Upside Down (2012) Film Review, a movie directed by Juan Diego Solanas and starring Jim Sturgess, Kirsten Dunst, Jayne Heitmeyer, Agnieshka Wnorowska, John Maclaren, Larry Day, Don Jordan, Heidi Hawkins, Holly O’Brien, Vincent Messina, Jesse Sherman, Frank M. Ahearn, and Holden Wong.
While visually magnificent, Upside Down lacks the real punch necessary to deliver a knockout movie. I think the visual medium is an underrated component of film critiques but this movie would have been better off as a book. Within that format, more time could have been devoted to explaining the confusing “rules” of the two worlds and for fleshing out the characters. Instead we’re left with a flat, confusing heap of a tale. While the juxtaposition of the two worlds is visually interesting and hints at the dichotomy between rich and poor, the main narrative does not utilize it effectively. Instead, it tells a love story that we have all seen a hundred times. The acting is on par for the course but I feel like even Academy Award winning performances would have been wasted in this film. In the end, Upside Down is a good movie for a first date- if you are thirteen and it is literally the first date you have ever been on. Even for lovers of romantic films this one will be tough to swallow.

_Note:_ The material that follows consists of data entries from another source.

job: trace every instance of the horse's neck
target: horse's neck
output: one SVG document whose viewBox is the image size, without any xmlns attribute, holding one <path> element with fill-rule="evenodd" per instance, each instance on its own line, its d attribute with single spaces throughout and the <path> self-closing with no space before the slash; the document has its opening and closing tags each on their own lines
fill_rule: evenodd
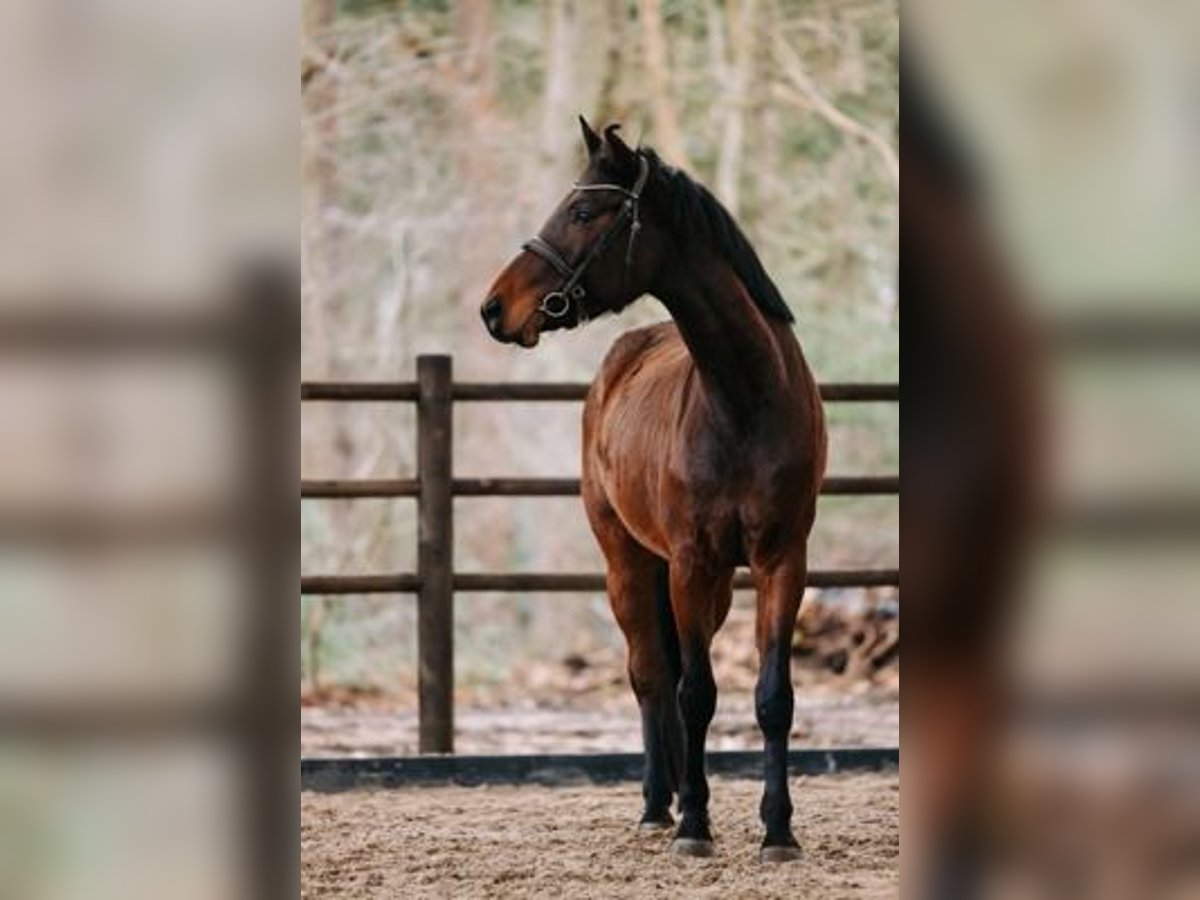
<svg viewBox="0 0 1200 900">
<path fill-rule="evenodd" d="M 790 329 L 770 321 L 721 260 L 681 265 L 656 291 L 687 344 L 705 392 L 734 420 L 769 409 L 787 381 Z"/>
</svg>

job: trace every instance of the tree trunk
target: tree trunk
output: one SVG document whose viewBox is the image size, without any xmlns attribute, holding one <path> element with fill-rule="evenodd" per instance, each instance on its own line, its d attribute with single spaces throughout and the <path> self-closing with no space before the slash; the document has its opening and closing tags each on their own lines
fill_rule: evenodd
<svg viewBox="0 0 1200 900">
<path fill-rule="evenodd" d="M 743 224 L 761 239 L 770 230 L 772 198 L 786 187 L 776 184 L 781 171 L 779 148 L 782 127 L 779 111 L 771 103 L 771 35 L 779 21 L 778 0 L 759 0 L 754 21 L 754 52 L 750 55 L 750 84 L 746 92 L 746 156 L 743 164 Z"/>
<path fill-rule="evenodd" d="M 610 122 L 619 122 L 625 110 L 617 98 L 621 84 L 621 72 L 625 67 L 625 0 L 608 0 L 605 4 L 608 46 L 604 52 L 604 74 L 600 79 L 600 96 L 596 101 L 596 116 L 592 125 L 601 128 Z"/>
<path fill-rule="evenodd" d="M 490 2 L 458 3 L 454 27 L 462 52 L 459 89 L 464 104 L 475 116 L 491 117 L 496 111 L 495 18 Z"/>
<path fill-rule="evenodd" d="M 461 63 L 453 84 L 459 114 L 470 123 L 471 133 L 459 149 L 463 178 L 472 189 L 492 182 L 492 138 L 496 115 L 496 67 L 492 61 L 494 22 L 490 3 L 455 5 L 454 31 Z"/>
<path fill-rule="evenodd" d="M 301 309 L 306 323 L 306 356 L 319 371 L 328 368 L 328 320 L 337 297 L 339 263 L 336 22 L 337 0 L 307 0 L 304 4 L 301 103 L 309 127 L 301 141 Z"/>
<path fill-rule="evenodd" d="M 728 0 L 730 60 L 725 79 L 724 127 L 717 155 L 717 196 L 733 215 L 741 200 L 742 151 L 746 142 L 746 106 L 757 45 L 758 0 Z"/>
<path fill-rule="evenodd" d="M 720 0 L 706 0 L 704 17 L 708 39 L 709 81 L 712 84 L 713 95 L 718 100 L 708 107 L 707 125 L 713 134 L 720 134 L 725 85 L 729 83 L 729 46 L 725 40 L 725 10 L 721 7 Z"/>
<path fill-rule="evenodd" d="M 501 140 L 497 115 L 496 65 L 494 59 L 495 18 L 492 3 L 485 0 L 454 4 L 454 36 L 459 65 L 450 82 L 450 101 L 457 106 L 457 115 L 467 127 L 455 148 L 458 171 L 464 191 L 469 191 L 485 209 L 494 208 L 489 199 L 499 189 L 503 178 L 497 170 L 493 147 Z M 472 253 L 456 267 L 455 293 L 463 309 L 478 304 L 487 288 L 487 281 L 505 248 L 499 234 L 485 216 L 467 216 L 462 226 L 462 239 Z M 451 312 L 449 333 L 454 334 L 469 321 Z"/>
<path fill-rule="evenodd" d="M 573 0 L 551 0 L 546 6 L 546 80 L 542 93 L 542 154 L 545 174 L 543 207 L 550 207 L 562 196 L 572 176 L 571 153 L 575 136 L 575 116 L 580 100 L 574 93 L 577 82 L 579 18 Z"/>
<path fill-rule="evenodd" d="M 317 284 L 328 290 L 337 267 L 333 222 L 338 207 L 338 96 L 333 65 L 337 59 L 337 0 L 309 0 L 304 13 L 309 62 L 304 102 L 314 123 L 304 161 L 312 185 L 308 211 L 316 225 L 309 266 Z"/>
<path fill-rule="evenodd" d="M 642 49 L 646 74 L 650 81 L 650 102 L 654 113 L 654 135 L 667 161 L 682 168 L 691 168 L 684 149 L 679 118 L 671 101 L 671 85 L 667 66 L 667 43 L 663 37 L 662 10 L 658 0 L 638 0 L 642 20 Z"/>
</svg>

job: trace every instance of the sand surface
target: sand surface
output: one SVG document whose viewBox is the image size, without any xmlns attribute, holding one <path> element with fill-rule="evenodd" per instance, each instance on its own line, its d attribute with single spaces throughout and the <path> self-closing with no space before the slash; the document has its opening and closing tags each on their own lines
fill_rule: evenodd
<svg viewBox="0 0 1200 900">
<path fill-rule="evenodd" d="M 758 862 L 761 785 L 711 780 L 716 855 L 645 835 L 636 784 L 301 795 L 302 897 L 894 897 L 899 778 L 796 778 L 798 863 Z"/>
</svg>

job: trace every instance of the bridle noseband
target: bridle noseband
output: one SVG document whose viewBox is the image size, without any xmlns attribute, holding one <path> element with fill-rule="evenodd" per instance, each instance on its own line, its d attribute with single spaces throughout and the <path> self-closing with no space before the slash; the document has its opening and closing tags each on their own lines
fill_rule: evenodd
<svg viewBox="0 0 1200 900">
<path fill-rule="evenodd" d="M 622 187 L 619 184 L 576 183 L 572 185 L 572 188 L 576 191 L 619 191 L 625 195 L 625 201 L 621 204 L 621 210 L 617 213 L 616 219 L 608 226 L 604 234 L 600 235 L 599 239 L 592 244 L 587 254 L 577 265 L 572 266 L 561 253 L 540 237 L 532 237 L 521 245 L 522 250 L 528 250 L 530 253 L 540 256 L 559 275 L 566 279 L 562 287 L 548 293 L 538 304 L 538 310 L 547 318 L 561 319 L 571 311 L 571 306 L 574 305 L 576 323 L 582 325 L 588 320 L 587 307 L 583 302 L 584 298 L 587 297 L 587 290 L 583 286 L 583 275 L 587 271 L 588 266 L 595 262 L 600 257 L 600 254 L 605 251 L 609 242 L 624 227 L 626 222 L 629 222 L 629 245 L 625 249 L 625 272 L 628 274 L 630 263 L 633 261 L 633 243 L 637 239 L 638 231 L 642 227 L 641 219 L 638 217 L 638 204 L 641 201 L 642 190 L 646 187 L 646 179 L 649 176 L 650 163 L 644 155 L 639 153 L 638 177 L 632 188 Z"/>
</svg>

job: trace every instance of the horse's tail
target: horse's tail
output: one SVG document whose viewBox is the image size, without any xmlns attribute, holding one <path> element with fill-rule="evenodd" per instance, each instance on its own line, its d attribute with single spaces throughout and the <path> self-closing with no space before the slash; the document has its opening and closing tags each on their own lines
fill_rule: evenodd
<svg viewBox="0 0 1200 900">
<path fill-rule="evenodd" d="M 679 657 L 679 629 L 671 609 L 671 570 L 663 560 L 654 578 L 654 607 L 658 613 L 658 639 L 666 662 L 666 682 L 670 688 L 663 692 L 663 710 L 659 721 L 663 729 L 663 746 L 667 756 L 667 784 L 671 791 L 679 789 L 683 773 L 683 728 L 679 715 L 677 689 L 683 672 Z"/>
</svg>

The entire movie hinges on the concept of the two worlds (or two planets) that have reverse gravity. So the rich people live on the top and walk upside down (right side up for them), and the poor people walk upright (which is also the right side up for them). When you see it on film, it is not so difficult to understand but unfortunately this is all explained to the audience in a very long voice over by Adam (Jim Sturgess) in the beginning of the film. It’s brutal because a voice over should never be this long and also because Sturgess is clearly faking an American accent. The director is lucky that anyone watches the rest of the film after such a mess. By actually seeing it in front of your face, there are some interesting and effective insights into the ideas of class difference but again I think the movie would work better as a book.
As Eden, Kirsten Dunst is a bit wooden at times but I would blame this more on the script. Sturgess does a good enough job as Adam. James Kidnie gives a stoic performance as Upside Down‘s bad guy, clearly typecast but he gets the job done. Timothy Spall, as bustling old Bob Boruchowitz, does the most with what he is given; it isn’t really a glamorous part but it could have been a lot worse.
Upside Down‘s story doesn’t make a whole lot of sense. There are dozens of plot holes and it feels like this movie was really pushing for a PG rating. There is nothing worse than watching a movie on TV only to see the most important parts left on the cutting room floor. That’s how it felt watching Upside Down. There is a movie here, somewhere, but it isn’t in the final footage.
I won’t go so far as to say this movie was doomed from the beginning but perhaps some more thought should have gone in to maneuvering through this infinitely complicated scenario. Instead we are left with a sci-fi love story that could have been but never was. I have to recommend Gattaca over Upside Down, a sci-fi movie this film was trying to be all along.